Klingt einfach, war es am Ende aber nicht. Aus rechtlichen Gründen einigte man sich auf die Begrüßungs- statt neue Ortsschilder. Und dann gab's da noch den Ärger um das zweite "e" in Heteln. Die richtige Schreibweise bereitete den Fachleuten ganz schön Kopfzerbrechen. Denn in alten niederdeutschen Schriftstücken findet sich auch der Begriff Hetln. Es wurden alte Hetlinger befragt und Heimatforscher bemüht, bis man sich auch auf die leichter aussprechbare Version einigte. "Hauptsache ist ja auch, dass die Leute wissen: Hier wird Platt gesprochen", sagt Körner.
Die 71 Jahre alte Hetlingerin ist in einem plattdeutschen Elternhaus groß geworden. So konnte sie die Sprache verstehen, den Mut sie auch fließend zu sprechen, fasste sie aber erst, als sie bei einer niederdeutschen Theatergruppe einstieg. Seitdem liebt und pflegt sie dat Plattdütsche. So unterrichtete sie Schulkinder, kämpft für plattdeutsche Straßennamen im Ort und engagiert sich in der Laienspielgruppe. "Das Plattdeutsche bedeutet für mich Heimat. Das verbinde ich mit meinen Eltern und Großeltern, meinem Zuhause", erklärt Körner.
Dass die Sprache auch bei der jüngeren Generation wieder im Kommen ist, zeigt ein Beispiel aus Moorrege. Dort steht Niederdeutsch seit kurzem auf dem Stundenplan. Freiwillig drückten im vergangenen Jahr 19 Jugendliche die örtliche Schulbank und bekamen am Ende auch Noten dafür. Die Idee dazu, einen Leistungskursus op Platt anzubieten, kam aus der Not heraus. In den Sommerferien 2012 ereilte Heidi Suckow der Hilferuf des Koordinators der Regionalschule Moorrege. Eine neue Kursusidee wurde dringend gebraucht. Die Lehrerin hatte sie.
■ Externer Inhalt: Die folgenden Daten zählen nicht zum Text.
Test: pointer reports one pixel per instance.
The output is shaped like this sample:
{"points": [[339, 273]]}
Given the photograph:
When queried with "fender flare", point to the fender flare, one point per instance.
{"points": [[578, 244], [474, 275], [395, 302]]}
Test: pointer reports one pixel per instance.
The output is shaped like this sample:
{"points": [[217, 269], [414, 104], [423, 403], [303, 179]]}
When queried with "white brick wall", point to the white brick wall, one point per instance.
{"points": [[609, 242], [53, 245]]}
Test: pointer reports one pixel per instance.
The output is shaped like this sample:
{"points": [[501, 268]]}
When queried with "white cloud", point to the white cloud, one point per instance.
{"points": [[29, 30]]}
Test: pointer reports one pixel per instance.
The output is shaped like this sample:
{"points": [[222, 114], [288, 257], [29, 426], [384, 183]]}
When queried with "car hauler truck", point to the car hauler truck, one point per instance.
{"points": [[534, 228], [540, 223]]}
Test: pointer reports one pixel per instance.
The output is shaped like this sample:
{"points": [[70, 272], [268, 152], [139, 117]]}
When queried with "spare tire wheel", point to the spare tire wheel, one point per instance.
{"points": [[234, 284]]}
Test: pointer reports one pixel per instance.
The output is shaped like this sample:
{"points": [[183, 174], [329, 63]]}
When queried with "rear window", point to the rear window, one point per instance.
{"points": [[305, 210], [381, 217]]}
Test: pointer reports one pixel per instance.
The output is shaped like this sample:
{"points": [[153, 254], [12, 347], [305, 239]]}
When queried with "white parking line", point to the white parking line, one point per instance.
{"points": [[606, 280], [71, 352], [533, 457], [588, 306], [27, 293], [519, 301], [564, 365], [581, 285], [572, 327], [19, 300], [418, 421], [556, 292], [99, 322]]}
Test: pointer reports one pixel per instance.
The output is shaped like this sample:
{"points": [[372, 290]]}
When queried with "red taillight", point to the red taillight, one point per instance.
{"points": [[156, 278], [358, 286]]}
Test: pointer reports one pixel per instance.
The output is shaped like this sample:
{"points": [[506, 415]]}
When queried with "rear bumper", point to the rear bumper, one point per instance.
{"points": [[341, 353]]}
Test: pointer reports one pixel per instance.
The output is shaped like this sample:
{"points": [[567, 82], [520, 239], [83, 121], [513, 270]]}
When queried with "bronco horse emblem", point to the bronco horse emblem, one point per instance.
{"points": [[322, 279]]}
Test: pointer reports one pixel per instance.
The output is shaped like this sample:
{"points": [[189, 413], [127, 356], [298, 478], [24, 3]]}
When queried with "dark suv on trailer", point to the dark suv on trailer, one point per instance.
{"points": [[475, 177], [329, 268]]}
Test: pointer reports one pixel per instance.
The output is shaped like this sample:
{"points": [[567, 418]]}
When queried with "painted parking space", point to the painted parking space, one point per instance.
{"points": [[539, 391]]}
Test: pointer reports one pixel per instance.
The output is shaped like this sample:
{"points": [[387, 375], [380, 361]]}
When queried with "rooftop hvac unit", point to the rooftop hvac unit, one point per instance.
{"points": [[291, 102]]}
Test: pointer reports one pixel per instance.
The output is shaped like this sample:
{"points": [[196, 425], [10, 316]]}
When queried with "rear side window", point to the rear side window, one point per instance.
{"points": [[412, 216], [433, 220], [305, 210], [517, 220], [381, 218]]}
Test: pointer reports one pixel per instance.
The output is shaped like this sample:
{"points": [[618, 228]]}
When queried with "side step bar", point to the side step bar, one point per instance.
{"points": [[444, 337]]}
Dass ihre Idee bei den Schülern so gut ankommen würde, damit hatte Suckow aber nicht gerechnet. Obwohl die Neuntklässler die Wahl zwischen anderen Kursen wie Darstellendes Spiel und Gesunde Lebensführung hatten, wählten so viele Schüler den Kursus "Rund um Platt", das noch umverteilt werden musste. Und die Teilnehmer machten Suckow von Anfang an deutlich, sie wollten die Sprache erlernen. Das enorme Interesse erklärt sich die Lehrerin auch mit der regelmäßigen Teilnahme der Schule am Vorlesewettbewerb "Schölers leest Platt". So kämen alle mit der Sprache in Berührung.
Die 59 Jahre alte Suckow ging selbst in Heist zur Schule. In ihrer Kindheit war es verpönt, Niederdeutsch zu sprechen. Heute beobachtet sie erfreut die Trendwende. Junge Kollegen belegen während ihres Studiums niederdeutsche Seminare, an vielen Hamburger Grundschulen wird Plattdeutsch unterrichtet und auch in Schleswig-Holstein werden derzeit explizit Stellen für Lehrer ausgeschrieben, die Niederdeutsch unterrichten sollen. Im Kreis Pinneberg gibt es an Schulen wie in Uetersen oder Haseldorf engagierte Lehrer und freiwillige Helfer, die in AGs und Unterrichtseinheiten die Sprache pflegen. "Sie bekommt wieder einen größeren Stellenwert", sagt Suckow.
Sie plant bereits eine Wiederauflage ihres Kurses. Diesmal möchte sie mit den Schülern unter anderem auch ein Youtube-Werbevideo fürs Plattdeutsche drehen.